Court Opinion

ID: 5967403
Source: CourtListenerOpinion
Date Created: 2022-01-13 07:22:44.1907+00
Date Added: 2024-06-11T08:48:21.970220
License: Public Domain

—Appeal by the defendant from a judgment of the Supreme Court, Kings County (Moskowitz, J.), rendered November 2, 1989, convicting him of grand larceny in the third degree and offering a false instrument for filing in the first degree (35 counts), upon a jury verdict, and imposing sentence. The appeal brings up for review the denial, without a hearing, of that branch of the defendant’s omnibus motion which was to suppress certain statements made by him to one of his accomplices.
Ordered that the judgment is affirmed.
Prior to trial, the defendant moved, inter alia, for a Huntley hearing to suppress certain taped telephone conversations he *382had had with one of his accomplices, who was working in cooperation with investigators, on the ground, inter alia, that any incriminatory statements he had made to the accomplice during the conversations were the "involuntary product of coercion” on the part of the accomplice. The People responded that a Huntley hearing was unnecessary, because the statements were made "voluntarily while the defendant was not in custody” and were made "in furtherance of the criminal conduct charged”. Subsequently, the court summarily denied the defendant’s motion.

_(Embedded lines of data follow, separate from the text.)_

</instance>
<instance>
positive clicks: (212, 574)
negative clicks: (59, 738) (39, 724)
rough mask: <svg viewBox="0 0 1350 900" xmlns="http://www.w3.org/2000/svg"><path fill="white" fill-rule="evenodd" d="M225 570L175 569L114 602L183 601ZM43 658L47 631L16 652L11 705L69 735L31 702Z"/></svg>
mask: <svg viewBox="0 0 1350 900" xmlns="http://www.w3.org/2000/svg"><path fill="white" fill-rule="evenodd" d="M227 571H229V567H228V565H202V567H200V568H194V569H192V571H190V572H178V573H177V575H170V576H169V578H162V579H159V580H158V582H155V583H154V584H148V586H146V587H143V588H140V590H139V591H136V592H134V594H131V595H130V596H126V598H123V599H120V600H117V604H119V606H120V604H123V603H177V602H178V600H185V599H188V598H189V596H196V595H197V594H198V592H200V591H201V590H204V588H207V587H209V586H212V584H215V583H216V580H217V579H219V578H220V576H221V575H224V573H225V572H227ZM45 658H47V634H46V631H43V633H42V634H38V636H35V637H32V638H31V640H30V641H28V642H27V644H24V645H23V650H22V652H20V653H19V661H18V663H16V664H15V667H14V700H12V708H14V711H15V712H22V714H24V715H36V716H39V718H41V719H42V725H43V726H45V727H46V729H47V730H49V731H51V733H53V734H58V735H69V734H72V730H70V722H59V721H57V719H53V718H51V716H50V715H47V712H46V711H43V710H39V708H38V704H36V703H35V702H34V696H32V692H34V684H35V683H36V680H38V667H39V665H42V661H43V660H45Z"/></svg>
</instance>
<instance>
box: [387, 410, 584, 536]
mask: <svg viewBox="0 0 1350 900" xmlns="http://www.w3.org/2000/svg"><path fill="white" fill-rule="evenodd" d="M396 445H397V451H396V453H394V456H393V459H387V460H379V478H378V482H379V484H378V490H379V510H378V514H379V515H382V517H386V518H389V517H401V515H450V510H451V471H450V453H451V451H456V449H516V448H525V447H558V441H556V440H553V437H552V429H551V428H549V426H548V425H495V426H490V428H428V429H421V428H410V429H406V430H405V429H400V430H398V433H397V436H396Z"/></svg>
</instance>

After considering the overwhelming evidence against the defendant, we conclude that there was no reasonable possibility that the admission of the statements affected the verdict (see, People v Crimmins, 36 NY2d 230; see also, People v McIntyre, 138 AD2d 634). Therefore, "there is no need to reach the merits of the suppression issue, because the admission of the [statements], if error, was harmless beyond a reasonable doubt” (People v Murray, 169 AD2d 843, 844). Thompson, J. P., Lawrence, Santucci and Joy, JJ., concur.